Qui, pour hâter ta mort, t'assiégent aux autels.

Tu l'as vu, de ta fin la douloureuse attente,

Quoique étranger pour toi, me glaçait d'épouvante ;

Et cette humanité dont j'écoutais la voix, [475]

Mêlée au cri du sang aurait perdu ses droits !

Si l'homme a sur ces bords renversé la nature,

Rétablissons pour nous la loi qu'il défigure :

Non, ce n'est pas à moi, sans doute, après mon sort,

À devoir respecter des coutumes de mort. [480]

Si j'ai pensé jadis périr loin de ces plages,

Victime comme toi des barbares usages,

De malheurs entre nous cette conformité,

Va, ne me permet point l'insensibilité.

Je ne suis point ce frère inflexible et barbare, [485]

Qu'endurcissent nos moeurs, que la démence égare ;

Je suis par la nature un coeur simple entraîné,

Je suis le frère enfin que le ciel t'a donné.

La Veuve

Ta sensible amitié me rend, ô mon cher frère !
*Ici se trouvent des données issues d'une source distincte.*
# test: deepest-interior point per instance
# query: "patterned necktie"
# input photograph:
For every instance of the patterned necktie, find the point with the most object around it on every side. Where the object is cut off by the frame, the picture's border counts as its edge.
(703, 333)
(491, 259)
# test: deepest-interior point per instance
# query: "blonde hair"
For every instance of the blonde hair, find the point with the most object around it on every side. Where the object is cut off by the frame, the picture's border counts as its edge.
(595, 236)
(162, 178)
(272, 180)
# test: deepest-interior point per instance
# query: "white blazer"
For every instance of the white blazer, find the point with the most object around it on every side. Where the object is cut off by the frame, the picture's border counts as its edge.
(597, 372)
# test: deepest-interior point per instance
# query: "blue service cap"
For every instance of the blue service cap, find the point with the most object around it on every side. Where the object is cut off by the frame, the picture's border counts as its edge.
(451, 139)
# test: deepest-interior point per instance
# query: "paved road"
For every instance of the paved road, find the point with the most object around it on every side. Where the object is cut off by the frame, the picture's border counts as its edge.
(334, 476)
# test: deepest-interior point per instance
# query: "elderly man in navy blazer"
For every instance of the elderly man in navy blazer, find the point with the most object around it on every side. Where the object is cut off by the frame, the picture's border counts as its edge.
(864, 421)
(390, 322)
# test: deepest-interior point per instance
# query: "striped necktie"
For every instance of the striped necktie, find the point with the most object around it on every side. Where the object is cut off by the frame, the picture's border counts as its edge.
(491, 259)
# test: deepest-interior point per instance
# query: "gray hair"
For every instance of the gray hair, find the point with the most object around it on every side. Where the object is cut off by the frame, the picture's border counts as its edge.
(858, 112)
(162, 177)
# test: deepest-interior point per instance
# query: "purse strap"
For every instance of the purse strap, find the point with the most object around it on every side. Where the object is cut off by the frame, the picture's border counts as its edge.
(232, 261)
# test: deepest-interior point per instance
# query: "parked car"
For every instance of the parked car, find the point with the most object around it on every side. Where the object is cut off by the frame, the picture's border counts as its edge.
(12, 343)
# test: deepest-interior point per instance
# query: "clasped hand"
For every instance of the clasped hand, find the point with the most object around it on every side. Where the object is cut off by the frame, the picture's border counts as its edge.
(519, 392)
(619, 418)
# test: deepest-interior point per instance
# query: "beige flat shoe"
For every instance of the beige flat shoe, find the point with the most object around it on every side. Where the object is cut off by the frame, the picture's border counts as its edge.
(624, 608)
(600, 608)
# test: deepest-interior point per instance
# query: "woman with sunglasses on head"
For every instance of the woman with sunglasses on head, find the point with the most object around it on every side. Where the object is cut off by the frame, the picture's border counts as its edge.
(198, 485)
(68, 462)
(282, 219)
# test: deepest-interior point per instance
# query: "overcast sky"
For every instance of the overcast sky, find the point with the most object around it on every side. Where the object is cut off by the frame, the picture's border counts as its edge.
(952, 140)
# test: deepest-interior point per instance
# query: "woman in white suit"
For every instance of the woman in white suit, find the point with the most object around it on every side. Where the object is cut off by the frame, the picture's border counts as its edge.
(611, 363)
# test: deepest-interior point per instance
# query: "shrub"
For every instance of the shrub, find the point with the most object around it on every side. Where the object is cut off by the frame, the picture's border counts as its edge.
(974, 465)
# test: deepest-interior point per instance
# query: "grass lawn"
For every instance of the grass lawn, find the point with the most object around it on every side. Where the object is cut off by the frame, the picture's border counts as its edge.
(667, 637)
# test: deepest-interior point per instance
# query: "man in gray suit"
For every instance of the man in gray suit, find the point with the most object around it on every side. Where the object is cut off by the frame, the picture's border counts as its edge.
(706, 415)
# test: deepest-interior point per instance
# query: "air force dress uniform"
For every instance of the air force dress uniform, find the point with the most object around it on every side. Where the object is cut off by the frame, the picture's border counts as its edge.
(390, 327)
Le jour plus désirable et ma fin plus amère. [490]

Crois qu'il m'en coûte assez, dans mes vives douleurs,

Pour combattre le sang, ma tendresse et tes pleurs :

Mais que sert en ce jour qu'une soeur te revoie ?

J'appartiens à la mort qui réclame sa proie.

De ton coeur attendri vois mieux l'illusion, [495]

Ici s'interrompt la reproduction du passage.